Something rather sinister will happen in East Hampshire on May 5, setting democracy back by more than 150 years, writes Ian James of East Hampshire Green Party.

In 1865 the USA abolished slavery, giving former slaves equal voting rights as white citizens.

But many states, mainly southern, enacted so-called Jim Crow laws designed to deny black Americans their right to vote.

In 1965 US federal law got rid of the Jim Crow laws.

Today the southern state of Georgia is being accused of introducing a brand-new ‘Jim Crow’ law, one including the requirement to provide photo ID at the polling station.

US observers are very well practised in recognising discriminatory voting laws. We should heed the warning.

To vote in the local elections on May 5, including here in East Hampshire, you will need photo ID.

The postal and proxy voting system will not be affected by this new requirement.

We are told it is to stop voter ‘fraud’. I can recall only one significant case. So why do we need a new law to fix a problem that does not exist?

The Tory government is becoming increasingly more authoritarian is why.

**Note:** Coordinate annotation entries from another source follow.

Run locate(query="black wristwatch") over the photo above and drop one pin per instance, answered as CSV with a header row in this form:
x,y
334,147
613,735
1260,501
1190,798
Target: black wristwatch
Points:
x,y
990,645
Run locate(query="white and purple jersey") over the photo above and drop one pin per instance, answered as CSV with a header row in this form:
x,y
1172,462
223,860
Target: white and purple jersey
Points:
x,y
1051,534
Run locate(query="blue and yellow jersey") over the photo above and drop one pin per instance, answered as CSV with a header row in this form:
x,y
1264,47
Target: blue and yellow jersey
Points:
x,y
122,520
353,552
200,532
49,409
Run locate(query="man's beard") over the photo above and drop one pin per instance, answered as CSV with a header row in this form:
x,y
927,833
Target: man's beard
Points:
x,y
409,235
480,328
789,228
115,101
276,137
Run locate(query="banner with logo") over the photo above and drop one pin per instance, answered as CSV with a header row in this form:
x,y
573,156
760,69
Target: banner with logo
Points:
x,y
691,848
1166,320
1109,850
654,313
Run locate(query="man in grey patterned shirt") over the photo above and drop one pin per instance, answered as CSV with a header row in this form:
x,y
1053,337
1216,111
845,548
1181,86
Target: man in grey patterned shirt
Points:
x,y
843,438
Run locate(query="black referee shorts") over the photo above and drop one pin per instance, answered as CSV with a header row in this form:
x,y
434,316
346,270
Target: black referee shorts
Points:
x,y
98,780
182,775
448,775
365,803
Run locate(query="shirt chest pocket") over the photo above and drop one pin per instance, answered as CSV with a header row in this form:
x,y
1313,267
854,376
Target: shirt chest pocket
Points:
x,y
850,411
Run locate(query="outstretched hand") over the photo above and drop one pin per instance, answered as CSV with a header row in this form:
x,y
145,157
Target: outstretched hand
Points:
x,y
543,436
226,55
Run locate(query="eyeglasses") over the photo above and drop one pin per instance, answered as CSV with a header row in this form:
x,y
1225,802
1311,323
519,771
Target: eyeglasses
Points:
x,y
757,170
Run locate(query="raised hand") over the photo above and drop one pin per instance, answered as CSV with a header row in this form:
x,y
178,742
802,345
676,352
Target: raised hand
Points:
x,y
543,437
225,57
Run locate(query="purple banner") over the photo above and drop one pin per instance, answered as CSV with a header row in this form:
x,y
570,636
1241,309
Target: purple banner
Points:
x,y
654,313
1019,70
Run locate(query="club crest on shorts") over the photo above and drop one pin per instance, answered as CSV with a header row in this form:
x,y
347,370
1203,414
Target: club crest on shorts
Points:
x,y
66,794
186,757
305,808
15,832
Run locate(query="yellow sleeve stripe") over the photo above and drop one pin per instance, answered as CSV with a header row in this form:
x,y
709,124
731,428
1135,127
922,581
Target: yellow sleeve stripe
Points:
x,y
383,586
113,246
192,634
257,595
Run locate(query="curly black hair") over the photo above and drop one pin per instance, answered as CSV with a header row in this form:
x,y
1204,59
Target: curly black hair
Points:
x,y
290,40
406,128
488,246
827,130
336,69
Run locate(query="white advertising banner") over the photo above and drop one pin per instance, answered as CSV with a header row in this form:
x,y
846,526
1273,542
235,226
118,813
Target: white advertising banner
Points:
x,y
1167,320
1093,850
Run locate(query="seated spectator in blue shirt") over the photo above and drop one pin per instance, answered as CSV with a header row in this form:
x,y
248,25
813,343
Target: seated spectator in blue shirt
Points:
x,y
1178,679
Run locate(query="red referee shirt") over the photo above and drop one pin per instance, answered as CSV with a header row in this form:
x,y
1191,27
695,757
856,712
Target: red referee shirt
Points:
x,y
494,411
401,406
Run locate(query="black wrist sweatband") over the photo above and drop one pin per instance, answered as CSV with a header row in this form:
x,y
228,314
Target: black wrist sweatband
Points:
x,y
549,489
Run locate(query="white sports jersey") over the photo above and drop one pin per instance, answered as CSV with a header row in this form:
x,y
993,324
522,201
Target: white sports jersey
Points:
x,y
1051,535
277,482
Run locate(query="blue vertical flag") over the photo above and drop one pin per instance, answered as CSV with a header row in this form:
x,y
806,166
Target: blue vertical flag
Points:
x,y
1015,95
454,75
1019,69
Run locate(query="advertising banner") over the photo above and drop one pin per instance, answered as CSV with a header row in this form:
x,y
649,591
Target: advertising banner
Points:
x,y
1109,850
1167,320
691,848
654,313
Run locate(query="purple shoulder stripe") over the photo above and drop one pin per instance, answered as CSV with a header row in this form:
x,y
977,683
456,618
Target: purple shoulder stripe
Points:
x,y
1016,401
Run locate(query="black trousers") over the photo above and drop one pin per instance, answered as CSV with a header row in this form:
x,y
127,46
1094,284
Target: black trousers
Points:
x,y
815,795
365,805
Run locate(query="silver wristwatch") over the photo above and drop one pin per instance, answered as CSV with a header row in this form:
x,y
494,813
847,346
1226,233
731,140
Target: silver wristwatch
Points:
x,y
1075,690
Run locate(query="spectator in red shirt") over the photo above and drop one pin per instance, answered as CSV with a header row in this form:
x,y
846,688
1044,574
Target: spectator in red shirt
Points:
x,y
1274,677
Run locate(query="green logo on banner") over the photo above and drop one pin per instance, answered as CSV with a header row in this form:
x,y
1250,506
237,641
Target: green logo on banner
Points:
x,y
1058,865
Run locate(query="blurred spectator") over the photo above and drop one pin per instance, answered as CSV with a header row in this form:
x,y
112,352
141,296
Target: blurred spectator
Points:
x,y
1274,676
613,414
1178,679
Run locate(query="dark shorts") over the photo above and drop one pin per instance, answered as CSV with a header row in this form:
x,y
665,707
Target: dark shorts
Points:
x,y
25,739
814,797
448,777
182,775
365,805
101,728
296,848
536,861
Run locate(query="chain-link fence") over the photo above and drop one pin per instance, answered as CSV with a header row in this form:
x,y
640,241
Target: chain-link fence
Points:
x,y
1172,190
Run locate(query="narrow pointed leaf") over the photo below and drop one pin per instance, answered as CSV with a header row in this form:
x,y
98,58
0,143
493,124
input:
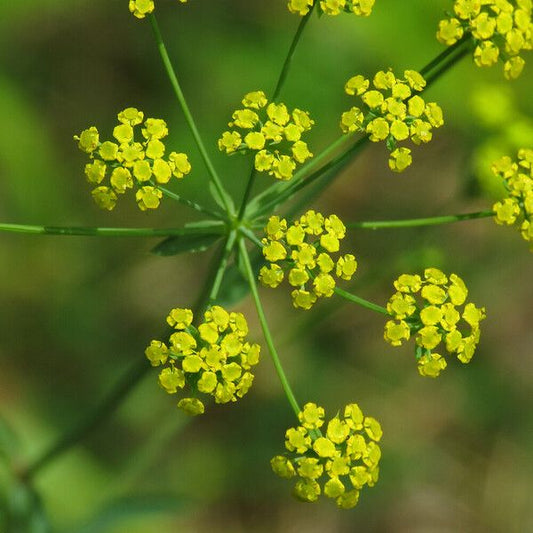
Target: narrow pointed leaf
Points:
x,y
186,243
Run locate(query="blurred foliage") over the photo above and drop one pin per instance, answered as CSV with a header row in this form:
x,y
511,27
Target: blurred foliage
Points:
x,y
458,451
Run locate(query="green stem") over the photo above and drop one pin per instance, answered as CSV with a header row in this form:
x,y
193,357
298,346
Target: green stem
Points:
x,y
361,301
279,192
341,160
124,386
247,192
188,116
460,52
219,275
216,273
189,203
443,55
96,416
266,331
290,53
412,222
110,232
281,80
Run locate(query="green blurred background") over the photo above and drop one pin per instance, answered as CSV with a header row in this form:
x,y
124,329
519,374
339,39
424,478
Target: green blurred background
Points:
x,y
75,311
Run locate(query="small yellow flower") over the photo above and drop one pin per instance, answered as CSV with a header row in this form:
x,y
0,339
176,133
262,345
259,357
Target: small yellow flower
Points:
x,y
305,249
338,463
271,132
131,164
391,112
439,316
212,359
362,8
517,208
499,28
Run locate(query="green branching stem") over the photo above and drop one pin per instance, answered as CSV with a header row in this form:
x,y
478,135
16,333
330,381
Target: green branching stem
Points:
x,y
112,232
266,330
188,116
447,64
413,222
280,192
91,420
443,56
193,205
247,192
221,268
281,80
360,301
290,54
139,368
437,68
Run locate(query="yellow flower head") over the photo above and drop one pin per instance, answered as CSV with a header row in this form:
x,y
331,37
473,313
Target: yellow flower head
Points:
x,y
391,111
439,316
271,132
516,209
337,460
306,251
141,8
213,359
130,164
501,29
362,8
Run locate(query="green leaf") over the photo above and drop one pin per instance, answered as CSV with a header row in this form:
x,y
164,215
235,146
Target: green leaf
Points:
x,y
235,285
129,510
205,224
186,243
265,198
9,441
218,200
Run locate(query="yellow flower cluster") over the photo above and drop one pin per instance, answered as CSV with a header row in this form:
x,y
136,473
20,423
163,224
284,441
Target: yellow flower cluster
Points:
x,y
362,8
129,163
517,208
344,460
213,359
304,249
269,130
440,316
141,8
392,112
500,28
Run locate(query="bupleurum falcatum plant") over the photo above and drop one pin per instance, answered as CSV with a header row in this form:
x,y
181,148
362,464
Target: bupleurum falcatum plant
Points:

The most recent examples of this include more laws restricting the rights of peaceful protest.

But existing public order laws give police astoundingly wide powers already.

People forced to abandon their families and homes and flee in fear of their lives to seek asylum here have been criminalised.

The government processed just four per cent of asylum claims made in 2021.

Of those, 84 per cent were granted as legitimate.

The UK asylum system is broken for sure, and it’s government ineptitude that has broken it.

Inhumane deportation laws will not fix it.

The government also wants to pull out of the European Convention of Human Rights.

Could it be they want to introduce even more repressive laws that would breach our human rights?

Perhaps you think that you will never protest on the M25, or never be a refugee.

Perhaps such wide-ranging laws will catch what you want to do, though; perhaps you will be next.

As Pastor Gustav Niemöller of Germany said in 1946: “First they came for the Communists, and I did not speak out – because I was not a communist.

“Then they came for the trade unionists, and I did not speak out – because I was not a trade unionist.

“Then they came for the Jews, and I did not speak out – because I was not a Jew.

“Then they came for me – and there was no-one left to speak for me.”